Disassemble the vehicle, recovering reusable parts and sorting the rest as scrap for recycling.
Update the records of any parts that are being saved for reuse.
Archive financial, maintenance, and usage records about the vehicle.
Clean reusable parts and add them to inventory for reuse (or deliver to someone who will use them).
Transport recyclable scrap to organizations to recover the material, and dispose of the remainder.

Spacecraft disposal. The objective when retiring a spacecraft is to ensure that it will pose no future hazard to the Earth, other spacecraft, or other bodies. Some of the most important hazards are impacting the Earth and causing damage or injury; colliding with other spacecraft; or contaminating other planets or moons that potentially carry life. Collision can occur either with the whole spacecraft, or with fragments of it if the spacecraft breaks up on orbit. Interfering with radio spectrum is another, though lesser, hazard.

There are four approaches usually used to retire and dispose of a spacecraft.

Cause it to enter an atmosphere and disintegrate, so that no parts remain in orbit and no parts will pose a risk of falling on people or property. This is used for spacecraft in low Earth orbit, such as small spacecraft that burn up when entering the atmosphere and large spacecraft that are directed to impact in the deep ocean. It has also been used for deep space probes around Jupiter and Saturn to avoid the spacecraft impacting and contaminating moons there.
Cause it to enter the Earth’s atmosphere, land, and be recovered. This is used for crewed missions and returning cargo from low Earth orbit. The returned spacecraft equipment is often re-used for later flights.
Cause it to impact another body, such as the moon. This has been used for Apollo hardware and science missions such as LADEE [LADEE13].
Place it in a parking orbit that is stable and reserved for retired spacecraft. This is used for spacecraft in Earth geosynchronous orbit, which require significant energy to deorbit.

If a spacecraft is going to remain in orbit after its useful mission is complete, such as if it is being placed in a parking orbit or being left in a low decaying orbit to enter the atmosphere passively, then regulations require passivating the spacecraft. This involves removing any energy that could cause the spacecraft to explode, change its orbit, or activate radios—eliminating ways that it could cause collisions or interfere with communications. This typically involves venting any fuel and other gases or fluids and permanently shutting down any electrical systems.

All of these disposal approaches can experience problems. A spacecraft may lose its communication capacity before passivation commands have been sent to it. Thrusters may fail, interfering with the ability to put the spacecraft into an orbit that will enter the atmosphere or impact as planned. The design of the disposal methods must account for these potential problems, and safety analyses must show that the spacecraft and its procedures will avoid the identified hazards with acceptable likelihood.

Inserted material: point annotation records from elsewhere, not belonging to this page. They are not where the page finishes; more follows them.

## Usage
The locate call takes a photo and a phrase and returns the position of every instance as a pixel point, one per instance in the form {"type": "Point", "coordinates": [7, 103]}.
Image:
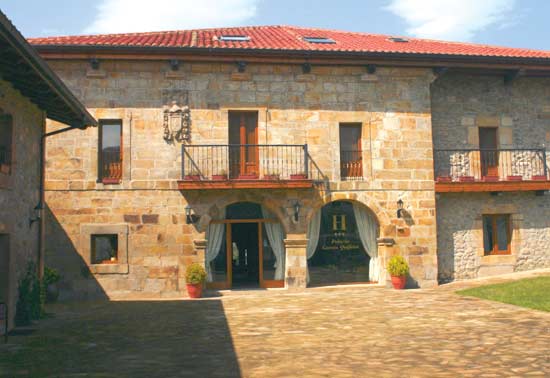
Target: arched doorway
{"type": "Point", "coordinates": [342, 245]}
{"type": "Point", "coordinates": [245, 248]}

The NASA life cycle standards require that a mission develop the plan for retiring and disposing of a spacecraft during the development phase [NPR7123]. This includes the plan for how the spacecraft will be disposed of, including meeting safety requirements. The plan must also include the procedures for archiving all mission and project data.

Sidebar: Summary

The operations phase takes an implemented system and puts it into use as a system instance.
The main flow is: production (or manufacture), deployment, operation, retirement.
System evolution runs in parallel; it is a recapitulation of the development phase pattern.
There are many things that are developed to support production, deployment, or operation besides the core technical parts of the system itself.

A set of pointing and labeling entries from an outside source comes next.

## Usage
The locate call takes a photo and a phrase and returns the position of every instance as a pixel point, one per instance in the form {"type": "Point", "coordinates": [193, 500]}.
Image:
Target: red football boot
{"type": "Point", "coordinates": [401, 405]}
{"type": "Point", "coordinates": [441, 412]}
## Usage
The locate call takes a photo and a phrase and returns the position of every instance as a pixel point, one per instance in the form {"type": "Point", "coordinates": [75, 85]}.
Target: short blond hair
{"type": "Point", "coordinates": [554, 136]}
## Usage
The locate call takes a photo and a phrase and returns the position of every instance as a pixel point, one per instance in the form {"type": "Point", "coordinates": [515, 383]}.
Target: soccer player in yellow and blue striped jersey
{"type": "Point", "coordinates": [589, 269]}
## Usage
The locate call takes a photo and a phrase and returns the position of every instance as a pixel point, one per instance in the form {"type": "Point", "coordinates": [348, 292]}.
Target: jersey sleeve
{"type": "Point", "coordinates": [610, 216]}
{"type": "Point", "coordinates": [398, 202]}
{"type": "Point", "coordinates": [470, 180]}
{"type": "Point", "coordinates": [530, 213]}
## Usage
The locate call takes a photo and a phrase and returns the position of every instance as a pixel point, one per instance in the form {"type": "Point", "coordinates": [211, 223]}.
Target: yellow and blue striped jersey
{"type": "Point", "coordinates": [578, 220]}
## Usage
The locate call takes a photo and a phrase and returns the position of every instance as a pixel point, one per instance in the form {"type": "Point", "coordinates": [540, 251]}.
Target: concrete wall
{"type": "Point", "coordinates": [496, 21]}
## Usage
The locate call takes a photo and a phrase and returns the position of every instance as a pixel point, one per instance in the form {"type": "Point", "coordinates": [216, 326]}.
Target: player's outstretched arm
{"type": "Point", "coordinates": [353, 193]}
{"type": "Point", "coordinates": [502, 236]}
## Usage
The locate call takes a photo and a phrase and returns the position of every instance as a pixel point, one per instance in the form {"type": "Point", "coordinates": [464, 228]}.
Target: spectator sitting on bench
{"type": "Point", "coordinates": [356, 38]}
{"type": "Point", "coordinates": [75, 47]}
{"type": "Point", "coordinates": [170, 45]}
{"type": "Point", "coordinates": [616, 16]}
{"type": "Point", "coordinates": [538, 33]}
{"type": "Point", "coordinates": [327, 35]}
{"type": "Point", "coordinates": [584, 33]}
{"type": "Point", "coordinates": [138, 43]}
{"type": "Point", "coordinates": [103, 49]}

Chapter 30: Project ending

When a project ends, there are three objectives: completing obligations and support for stakeholders (Section 16.2); saving information and artifacts that might be needed in the future; and releasing resources that the project used.

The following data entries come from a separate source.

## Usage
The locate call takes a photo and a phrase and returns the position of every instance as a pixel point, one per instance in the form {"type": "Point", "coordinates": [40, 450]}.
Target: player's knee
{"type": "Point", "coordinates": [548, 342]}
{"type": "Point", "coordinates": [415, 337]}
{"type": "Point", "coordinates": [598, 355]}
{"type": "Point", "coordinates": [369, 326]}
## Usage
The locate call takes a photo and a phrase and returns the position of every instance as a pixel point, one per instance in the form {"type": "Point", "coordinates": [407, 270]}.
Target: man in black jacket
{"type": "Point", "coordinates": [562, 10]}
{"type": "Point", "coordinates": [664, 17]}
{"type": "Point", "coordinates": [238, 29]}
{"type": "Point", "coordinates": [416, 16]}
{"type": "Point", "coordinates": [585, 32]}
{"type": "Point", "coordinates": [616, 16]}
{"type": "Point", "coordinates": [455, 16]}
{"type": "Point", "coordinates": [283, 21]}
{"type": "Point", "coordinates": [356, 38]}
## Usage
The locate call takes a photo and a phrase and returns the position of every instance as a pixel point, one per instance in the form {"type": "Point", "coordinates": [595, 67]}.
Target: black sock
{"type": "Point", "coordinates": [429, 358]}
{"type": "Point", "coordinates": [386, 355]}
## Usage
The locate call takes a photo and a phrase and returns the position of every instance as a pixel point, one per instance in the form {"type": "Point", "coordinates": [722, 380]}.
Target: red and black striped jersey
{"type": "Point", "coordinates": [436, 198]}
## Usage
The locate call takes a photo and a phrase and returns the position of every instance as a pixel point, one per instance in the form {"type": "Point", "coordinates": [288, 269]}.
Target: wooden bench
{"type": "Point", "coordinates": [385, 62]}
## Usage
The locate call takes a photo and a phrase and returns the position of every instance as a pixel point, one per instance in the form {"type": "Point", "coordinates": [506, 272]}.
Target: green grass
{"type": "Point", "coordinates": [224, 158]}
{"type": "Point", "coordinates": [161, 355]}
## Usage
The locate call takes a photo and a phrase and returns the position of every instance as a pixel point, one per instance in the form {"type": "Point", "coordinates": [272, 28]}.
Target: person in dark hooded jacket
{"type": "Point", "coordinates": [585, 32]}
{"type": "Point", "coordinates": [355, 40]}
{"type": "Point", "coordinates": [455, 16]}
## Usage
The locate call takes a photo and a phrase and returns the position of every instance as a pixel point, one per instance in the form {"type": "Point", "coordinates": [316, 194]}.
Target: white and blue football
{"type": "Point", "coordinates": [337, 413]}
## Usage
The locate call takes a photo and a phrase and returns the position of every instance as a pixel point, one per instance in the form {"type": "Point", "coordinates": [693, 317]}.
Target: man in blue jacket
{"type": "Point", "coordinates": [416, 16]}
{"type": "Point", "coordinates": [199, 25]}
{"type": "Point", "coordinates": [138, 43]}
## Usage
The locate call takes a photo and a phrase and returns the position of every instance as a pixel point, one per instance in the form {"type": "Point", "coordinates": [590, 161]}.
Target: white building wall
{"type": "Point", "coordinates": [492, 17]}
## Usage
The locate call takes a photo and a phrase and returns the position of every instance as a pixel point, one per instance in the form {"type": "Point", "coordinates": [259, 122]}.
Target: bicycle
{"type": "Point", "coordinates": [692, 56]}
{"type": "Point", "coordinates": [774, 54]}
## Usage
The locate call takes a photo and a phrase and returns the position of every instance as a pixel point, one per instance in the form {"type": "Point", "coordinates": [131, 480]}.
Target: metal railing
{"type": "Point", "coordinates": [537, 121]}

Note that ending the project is separate from retiring any particular instance of a system. Ending the project is about stopping development and support for a system product, independent of whether there are instances of that system in operation or not. Some projects will combine these, such as for exploration space missions that build and fly one spacecraft.

A project might end for one of many reasons. It might have a fixed term or have completed a defined system deliverable. It might run out of money or time. It might no longer fit the organization’s or funder’s strategy, perhaps because a better replacement system is planned. Competitors might have won over customers and there is no longer demand for the system. The team might be unable to deliver, with the project behind schedule or over budget or lacking key features.

The first step is a decision to wind down the project. This is typically a decision made by the organization that hosts the project, or its funders; the project staff generally do not make the decision on their own.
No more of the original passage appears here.